StarsDraft is scaling back its operations in the United States from 45 states to just four.
In a press release issued this week, parent company Amaya announced that due to recent developments surrounding daily fantasy sports (DFS) including probes by the Department of Justice and Federal Bureau of Investigations, StarsDraft would be taking its platform offline in the overwhelming majority of jurisdictions.
“StarsDraft intends to focus operations in states with favorable existing daily fantasy sports guidance, including New Jersey, Massachusetts, Kansas and Maryland,” Amaya said in the statement.
Following the revelation that a DraftKings employee won $350,000 on FanDuel allegedly using insider knowledge, Amaya was the first gambling enterprise with a vested interest to call for stricter DFS regulations and oversights.
Amaya says it will closely monitor legal developments and is willing to “work with all states interested in implementing clear guidelines for the operation of daily fantasy sports.”
All About PokerStars
Amaya might be the world’s largest publicly trading online gambling company, but that doesn’t mean the Montreal-headquartered conglomerate is willing to bet on its own economic future.

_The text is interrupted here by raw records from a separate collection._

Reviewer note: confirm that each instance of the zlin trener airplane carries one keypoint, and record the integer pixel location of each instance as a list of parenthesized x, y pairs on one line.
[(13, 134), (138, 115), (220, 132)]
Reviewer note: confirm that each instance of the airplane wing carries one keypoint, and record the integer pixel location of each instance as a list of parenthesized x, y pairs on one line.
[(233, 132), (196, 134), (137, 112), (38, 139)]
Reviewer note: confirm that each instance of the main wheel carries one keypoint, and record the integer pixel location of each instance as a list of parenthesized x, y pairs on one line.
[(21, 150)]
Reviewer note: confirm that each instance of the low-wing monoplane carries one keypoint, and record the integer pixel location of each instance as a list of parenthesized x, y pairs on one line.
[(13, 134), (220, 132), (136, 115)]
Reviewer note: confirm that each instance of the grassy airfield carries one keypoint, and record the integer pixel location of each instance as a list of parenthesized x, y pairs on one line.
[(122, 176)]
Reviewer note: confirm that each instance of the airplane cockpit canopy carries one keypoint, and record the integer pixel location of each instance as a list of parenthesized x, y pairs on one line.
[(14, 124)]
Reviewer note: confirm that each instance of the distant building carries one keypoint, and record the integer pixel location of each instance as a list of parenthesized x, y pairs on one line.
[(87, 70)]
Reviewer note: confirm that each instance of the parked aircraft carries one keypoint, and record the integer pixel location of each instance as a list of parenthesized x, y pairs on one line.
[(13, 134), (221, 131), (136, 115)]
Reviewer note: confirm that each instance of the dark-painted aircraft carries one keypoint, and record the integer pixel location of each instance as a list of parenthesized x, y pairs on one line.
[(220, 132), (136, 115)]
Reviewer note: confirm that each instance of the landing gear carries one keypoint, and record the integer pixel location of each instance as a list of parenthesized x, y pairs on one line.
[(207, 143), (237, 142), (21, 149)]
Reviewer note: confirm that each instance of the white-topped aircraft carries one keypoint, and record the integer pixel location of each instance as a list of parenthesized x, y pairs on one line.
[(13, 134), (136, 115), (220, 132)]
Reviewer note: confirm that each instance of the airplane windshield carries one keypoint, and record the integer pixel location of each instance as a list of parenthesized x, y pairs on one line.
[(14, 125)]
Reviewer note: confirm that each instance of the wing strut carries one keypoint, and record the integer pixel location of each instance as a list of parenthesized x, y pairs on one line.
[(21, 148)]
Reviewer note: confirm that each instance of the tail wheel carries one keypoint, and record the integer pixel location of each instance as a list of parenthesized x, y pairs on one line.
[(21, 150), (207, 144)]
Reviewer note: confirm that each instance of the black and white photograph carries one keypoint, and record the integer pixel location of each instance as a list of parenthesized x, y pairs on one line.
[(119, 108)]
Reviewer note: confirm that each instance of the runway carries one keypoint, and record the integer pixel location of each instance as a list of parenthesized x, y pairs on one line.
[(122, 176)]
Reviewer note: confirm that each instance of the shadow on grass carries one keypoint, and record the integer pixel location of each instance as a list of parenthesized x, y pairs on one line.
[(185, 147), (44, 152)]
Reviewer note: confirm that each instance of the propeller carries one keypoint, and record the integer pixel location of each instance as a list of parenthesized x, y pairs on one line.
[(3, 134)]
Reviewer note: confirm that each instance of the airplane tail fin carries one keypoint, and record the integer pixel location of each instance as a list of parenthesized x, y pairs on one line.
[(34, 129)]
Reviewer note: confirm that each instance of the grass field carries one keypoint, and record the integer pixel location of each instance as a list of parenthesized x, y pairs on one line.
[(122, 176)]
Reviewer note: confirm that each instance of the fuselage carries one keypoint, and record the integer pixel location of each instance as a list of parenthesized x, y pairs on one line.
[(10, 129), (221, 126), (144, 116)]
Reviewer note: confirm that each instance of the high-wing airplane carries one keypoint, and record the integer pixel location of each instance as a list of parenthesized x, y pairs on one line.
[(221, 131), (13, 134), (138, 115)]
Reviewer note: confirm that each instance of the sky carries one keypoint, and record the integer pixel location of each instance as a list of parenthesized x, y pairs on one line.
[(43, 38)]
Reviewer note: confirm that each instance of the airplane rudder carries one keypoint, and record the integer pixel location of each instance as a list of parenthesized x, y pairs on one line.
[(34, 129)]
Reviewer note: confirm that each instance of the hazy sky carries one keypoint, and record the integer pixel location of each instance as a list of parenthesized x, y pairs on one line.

Instead, Amaya is taking a calculated position to protect the re-entry of PokerStars into the United States.
It was a long and tedious process for Amaya to receive its New Jersey operating license for planet Earth’s most robust poker platform and its former rival turned associate Full Tilt.
Amaya spent $4.9 billion in June of 2014 to acquire the networks that were seized by US authorities on poker’s Black Friday in 2011. The company has since guided them back to America and stripped the “bad actors” label bestowed by government officials.
CEO David Baazov is treading cautiously, gingerly watching each step his company takes to assure no move tarnishes or jeopardizes PokerStars.
“We look forward to bringing our popular brands, innovative technology, marketing prowess and world-class security and game integrity,” Baazov said following New Jersey’s license issuance.
Nevada’s Gaming Control Board (NGCB) has already ruled DFS violates its current laws. Amaya wants to make sure it’s clear of being associated with any negative legal press and stays in good standing in the eyes of state politicians.
“Amaya supports the decision by the NGCB, and believes that it is prudent to limit the StarsDraft offering until such time as more states adopt a clear stance on daily fantasy sports.”
According to various reports from Washington, DC, Congress is planning to discuss daily fantasy contests sometime in November.
Current candidate for the speaker of the House and author of the anti-online gambling bill RAWA, Rep. Jason Chaffetz (R-Utah) is reportedly preparing to invite DraftKings and FanDuel to the US Capitol for a hearing.
Chaffetz chairs the House Committee on Oversight & Government Reform, the panel that is expected to grill the DFS operators.
Determining whether the main component of DFS is skill or chance, whether daily fantasy violates current federal law, and whether states or Congress should dictate the market will likely take many months, if not years, to sort out.
Amaya sitting on the sidelines for the daily fantasy legal clash should only strengthen PokerStars’ newly earned good standing in the United States.